Tom Brady's 2019 Season Decline Headlined by His Worst Stretch of Performances in the Past Decade

Colton Dodgson
Tom Brady and the Patriots lost the Chiefs, 23-16, in Week 14.
Tom Brady and the Patriots lost the Chiefs, 23-16, in Week 14. / Maddie Meyer/Getty Images

The New England Patriots are in uncharted territory for a 10-3 team. They've now lost two of their last three games, posting an average scoring margin of -3.0 points per contest during that span.

That's worse than 22 other NFL teams during that same stretch.

Much time has been spent discussing the likely culprit for the offensive vulnerability in New England. The loss of Rob Gronkowski could certainly be playing a role, as can the inexperience of the team's skill-position players.

At the end of the day, though, how much of the struggle can be attributed to the regression of Tom Brady?

Brady's expected points added (EPA) per play figure has been well below the league median since early November. In fact, since his MVP season in 2017, Brady's EPA has continued to follow a downward trajectory, save for a few spikes in production.

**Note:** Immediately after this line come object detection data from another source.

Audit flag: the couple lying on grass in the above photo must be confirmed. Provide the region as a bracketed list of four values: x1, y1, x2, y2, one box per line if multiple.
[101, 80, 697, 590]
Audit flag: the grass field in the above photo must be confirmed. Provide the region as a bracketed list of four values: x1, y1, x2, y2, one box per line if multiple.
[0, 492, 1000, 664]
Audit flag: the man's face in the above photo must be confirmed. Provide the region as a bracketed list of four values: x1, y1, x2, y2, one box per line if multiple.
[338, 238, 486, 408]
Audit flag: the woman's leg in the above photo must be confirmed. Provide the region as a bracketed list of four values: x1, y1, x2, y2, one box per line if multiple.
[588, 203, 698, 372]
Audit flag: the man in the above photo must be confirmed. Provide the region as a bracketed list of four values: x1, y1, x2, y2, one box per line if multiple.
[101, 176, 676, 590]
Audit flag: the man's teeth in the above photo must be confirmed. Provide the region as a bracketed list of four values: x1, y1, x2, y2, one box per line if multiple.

Supporting cast can definitely play a role in a quarterbacks' ability to orchestrate successful drives and therefore directly impact his EPA. At the same time, though, no one can play at an MVP-caliber level forever.

No one knows what the future holds for Brady and the Patriots. It would be very Brady-esque for him to turn around next season, or even in the playoffs, with a revamped offense and march through the AFC yet again.

It's also possible, though, that we might just be witnessing the end of an era.